A Sarah O’Connor, do Financial Times, resolveu usar o seu discman (presente que ela ganhou em 1997) em 2024. Sem surpresa, ela descobriu que o som do CD é muito melhor do que o som que estamos acostumados hoje em dia nas plataformas de streaming (tirando, talvez, as plataformas como Apple Music, qobuz e Tidal, que oferecem aúdio HiFi; mas essas não são tão populares e nem tão baratas) como o Spotify.
Meus ouvidos não me enganaram. Os CDs têm uma taxa de bits de 1.411 kilobits por segundo, que é uma medida de quantos dados são usados para representar o som. O Spotify Premium varia de 24 kbps a 320 kbps, enquanto os ouvintes gratuitos do Spotify estão limitados a 160 kbps, na melhor das hipóteses.
Teoricamente, como ela mesma fala, nós trocamos qualidade por comodidade (isso vale pra filmes e séries também) ao abraçar as plataformas se streaming com seus conteúdos mega-compactados. O problema, novamente ela mesma diz isso, é que nós sequer nos lembramos como era o som quando a gente ainda ouvia CDs. Ela até cria (?) a palavra qualitynesia para esse fenômeno (em português seria algo como qualitinesia?).
Outra citação:
Isso não é novidade. Em *The Road to Wigan Pier*, de 1937, George Orwell argumentou que um século de mecanização havia piorado a qualidade dos alimentos, móveis, casas, roupas e entretenimento, mas que a maioria das pessoas não parecia se importar com isso. No entanto, ele culpou “a terrível devassidão do gosto” em vez da amnésia coletiva. “A mecanização leva à decadência do gosto, a decadência do gosto leva à demanda por artigos feitos à máquina e, portanto, a mais mecanização, e assim se estabelece um círculo vicioso”, escreveu ele.
E estamos vendo isso cada vez mais, com módeis de MDF, comidas ultraprocessadas, casas modulares com projetos que não atendem às características climáticas de cada região entre outros.
Eu não acho que, como ela diz, nós nos esquecemos da qualidade do som dos CDs. Ou como o Orwel disse, somos escravos da devassidão do gosto. Não. Acho que apenas nos tornamos mais alheios a cadeia produtiva (alienados de como as coisas são feitas) por conta do capitalismo mesmo. Ouvimos musica como ruído de fundo para trabalhar. Comemos na frente da TV porque trabalhamos tanto que, se não for durante as refeições, não conseguimos ter um momento de entretenimento.

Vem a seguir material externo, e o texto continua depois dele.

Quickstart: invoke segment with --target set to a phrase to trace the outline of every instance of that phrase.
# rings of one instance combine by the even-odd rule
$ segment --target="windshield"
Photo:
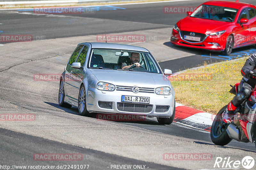
[[[237,12],[237,10],[234,8],[202,5],[196,9],[190,16],[222,21],[233,22]]]
[[[137,53],[137,61],[141,67],[127,70],[122,69],[125,63],[132,65],[131,56],[132,53]],[[123,56],[121,54],[124,54]],[[138,56],[139,56],[139,57]],[[89,67],[92,68],[110,69],[121,71],[132,71],[155,73],[161,73],[160,69],[153,56],[147,53],[125,50],[99,49],[92,49],[89,60]]]

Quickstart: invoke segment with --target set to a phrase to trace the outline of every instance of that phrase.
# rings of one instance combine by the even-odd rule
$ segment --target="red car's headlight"
[[[213,32],[211,33],[208,34],[208,35],[211,35],[211,36],[219,36],[223,34],[224,32],[226,32],[226,30],[223,30],[221,31],[218,31],[216,32]]]
[[[176,30],[176,31],[178,31],[178,32],[180,31],[180,29],[177,26],[177,24],[175,24],[173,26],[173,29],[175,30]]]

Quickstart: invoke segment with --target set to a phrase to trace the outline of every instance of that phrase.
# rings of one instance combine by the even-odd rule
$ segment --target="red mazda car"
[[[221,51],[256,43],[256,6],[245,3],[211,1],[198,6],[173,26],[173,44]]]

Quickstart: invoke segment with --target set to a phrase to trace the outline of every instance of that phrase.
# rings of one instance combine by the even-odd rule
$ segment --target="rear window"
[[[221,21],[233,22],[237,10],[222,6],[202,5],[190,15],[190,17]]]

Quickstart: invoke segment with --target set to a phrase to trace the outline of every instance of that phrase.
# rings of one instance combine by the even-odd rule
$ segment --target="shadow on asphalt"
[[[211,55],[212,56],[218,56],[219,55],[222,55],[222,53],[220,52],[211,51],[203,49],[199,49],[196,48],[194,48],[185,46],[179,46],[174,45],[170,42],[165,42],[164,43],[164,45],[178,50],[192,53],[195,55]],[[234,53],[238,53],[244,51],[250,50],[252,48],[255,48],[255,46],[249,46],[233,49],[232,53],[230,54],[230,55],[232,55],[232,53],[234,54]]]
[[[59,104],[57,103],[52,103],[51,102],[44,102],[44,103],[50,105],[52,106],[53,106],[56,108],[58,108],[58,109],[61,109],[61,110],[64,111],[66,112],[71,113],[71,114],[77,115],[80,115],[78,112],[78,110],[77,110],[77,108],[74,106],[72,106],[71,108],[69,109],[60,106]],[[100,115],[101,116],[101,117],[100,117],[100,118],[98,118],[99,115],[98,115],[97,116],[98,114],[100,114]],[[142,121],[140,121],[139,120],[138,120],[138,119],[135,120],[134,121],[129,121],[129,118],[127,118],[129,117],[128,117],[129,116],[130,117],[132,117],[133,116],[132,115],[117,114],[118,115],[120,115],[121,116],[122,116],[122,118],[123,119],[123,120],[111,120],[111,119],[108,119],[108,117],[110,117],[109,116],[108,117],[107,116],[108,115],[110,115],[111,116],[113,115],[116,115],[116,114],[99,114],[95,113],[92,113],[90,114],[90,115],[87,116],[87,117],[91,117],[92,118],[94,118],[97,119],[97,120],[98,120],[99,121],[110,121],[111,122],[119,122],[121,123],[134,123],[142,124],[144,124],[148,125],[158,125],[160,126],[164,126],[165,125],[164,124],[159,124],[157,121],[147,118],[147,117],[145,117],[140,116],[139,116],[138,117],[136,117],[136,119],[138,119],[139,120],[142,120]],[[124,115],[126,116],[125,117],[123,116]],[[103,116],[104,116],[103,117]]]

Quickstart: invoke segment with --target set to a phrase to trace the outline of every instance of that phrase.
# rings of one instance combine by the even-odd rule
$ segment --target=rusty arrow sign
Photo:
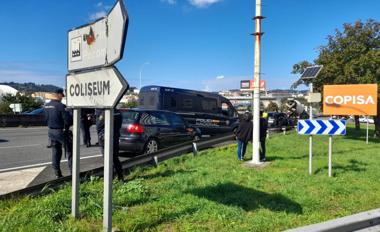
[[[105,67],[122,58],[129,17],[118,0],[104,17],[68,33],[67,70]]]

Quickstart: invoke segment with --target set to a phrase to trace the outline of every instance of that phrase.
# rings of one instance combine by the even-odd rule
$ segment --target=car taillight
[[[131,132],[144,132],[140,124],[130,124],[126,127],[126,130]]]

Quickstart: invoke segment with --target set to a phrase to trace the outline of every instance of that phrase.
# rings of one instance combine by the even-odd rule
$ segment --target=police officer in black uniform
[[[69,168],[70,173],[72,171],[73,144],[68,139],[69,129],[73,125],[73,118],[67,107],[61,103],[65,96],[63,90],[58,89],[52,92],[51,101],[44,107],[44,118],[49,127],[49,137],[52,141],[53,150],[53,168],[56,179],[62,177],[60,163],[62,156],[62,148],[65,146],[67,154]],[[66,154],[65,155],[66,156]]]
[[[119,180],[123,179],[123,170],[119,159],[119,137],[120,128],[121,128],[122,116],[120,111],[113,109],[113,167],[115,168]],[[100,146],[101,154],[104,158],[104,109],[96,109],[96,131],[98,133],[98,142]]]
[[[83,138],[82,147],[91,146],[90,127],[92,125],[92,116],[95,114],[95,109],[82,108],[80,110],[80,129]]]

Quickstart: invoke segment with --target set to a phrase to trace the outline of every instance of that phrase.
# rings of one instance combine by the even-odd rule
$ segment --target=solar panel
[[[323,67],[323,65],[318,66],[308,67],[306,68],[302,75],[300,77],[300,79],[305,79],[307,78],[314,78],[317,76],[319,72],[320,72]]]

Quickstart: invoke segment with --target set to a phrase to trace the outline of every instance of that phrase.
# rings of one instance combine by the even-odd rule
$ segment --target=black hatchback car
[[[200,139],[200,130],[175,113],[147,109],[120,109],[120,150],[138,153]]]

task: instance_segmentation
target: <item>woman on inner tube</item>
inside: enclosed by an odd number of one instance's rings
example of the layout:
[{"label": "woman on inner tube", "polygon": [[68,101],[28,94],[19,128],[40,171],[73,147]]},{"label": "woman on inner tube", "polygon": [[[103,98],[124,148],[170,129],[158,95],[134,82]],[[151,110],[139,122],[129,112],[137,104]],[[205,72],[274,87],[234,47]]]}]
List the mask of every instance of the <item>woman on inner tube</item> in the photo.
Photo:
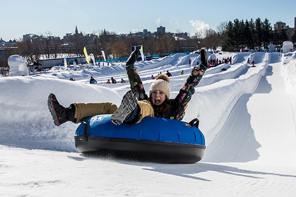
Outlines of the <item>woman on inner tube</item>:
[{"label": "woman on inner tube", "polygon": [[174,99],[170,99],[171,88],[166,74],[160,74],[150,88],[149,97],[134,64],[138,51],[134,51],[126,62],[126,69],[131,90],[123,96],[118,108],[111,102],[74,103],[65,108],[59,103],[55,96],[50,94],[47,104],[57,126],[67,121],[77,124],[97,115],[111,114],[111,121],[116,125],[122,123],[129,125],[138,123],[145,117],[150,116],[182,120],[185,111],[198,84],[208,67],[206,52],[200,51],[201,63],[195,66],[191,74]]}]

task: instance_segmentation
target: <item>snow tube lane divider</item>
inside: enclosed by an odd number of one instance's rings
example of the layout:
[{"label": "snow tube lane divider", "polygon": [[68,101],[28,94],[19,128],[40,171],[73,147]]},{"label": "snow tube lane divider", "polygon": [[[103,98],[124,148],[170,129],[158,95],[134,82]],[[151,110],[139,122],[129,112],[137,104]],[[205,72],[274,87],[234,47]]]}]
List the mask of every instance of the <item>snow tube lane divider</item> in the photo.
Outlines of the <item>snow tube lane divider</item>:
[{"label": "snow tube lane divider", "polygon": [[133,126],[117,126],[111,117],[93,116],[79,126],[74,136],[78,151],[168,163],[193,163],[203,156],[204,136],[193,123],[146,117]]}]

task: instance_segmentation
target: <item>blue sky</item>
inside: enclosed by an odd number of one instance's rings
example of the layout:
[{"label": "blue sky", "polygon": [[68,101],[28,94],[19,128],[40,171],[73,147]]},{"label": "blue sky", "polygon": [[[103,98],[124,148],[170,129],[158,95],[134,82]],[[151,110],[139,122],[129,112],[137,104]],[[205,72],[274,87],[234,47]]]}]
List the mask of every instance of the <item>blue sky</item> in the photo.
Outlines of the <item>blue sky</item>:
[{"label": "blue sky", "polygon": [[221,23],[265,18],[272,27],[278,21],[294,27],[296,0],[10,0],[0,5],[0,37],[18,39],[27,33],[50,32],[61,37],[74,33],[84,33],[104,29],[117,33],[154,32],[159,26],[166,31],[187,32],[214,30]]}]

A sociedade atualmente não permite que um trabalhador tenho luxo de parar 3h do seu dia para preparar uma refeição, comê-la digerí-la e depois arrumar a sua casa e ver um pouco de TV. Assim como não somos mais permitidos sentar e ouvir um álbum completo. Consumimos livros em pé a caminho do trabalho; trabalhamos conectados com podcasts e músicas (ou ruídos) pra ajudar a nos concentrar em um trabalho inútil. Comemos rápidamente para poder estar em dia com a série nova, ou assitir ao filme novo que vai concorrer ao Oscar. Dormimos a base de remédios para poder descansar (se é que dencansamos) para acordar e trabalhar ainda mais no outro dia.
Nos foi negado qualquer pedaço de prazer, cultura e paz. A prova disso é que sequer nos lembramos de como era o som do CD ou de um LP.
E a tendência é pior na medida em que as nossas peças de entretenimento estão sendo produzidas com ajuda de IA.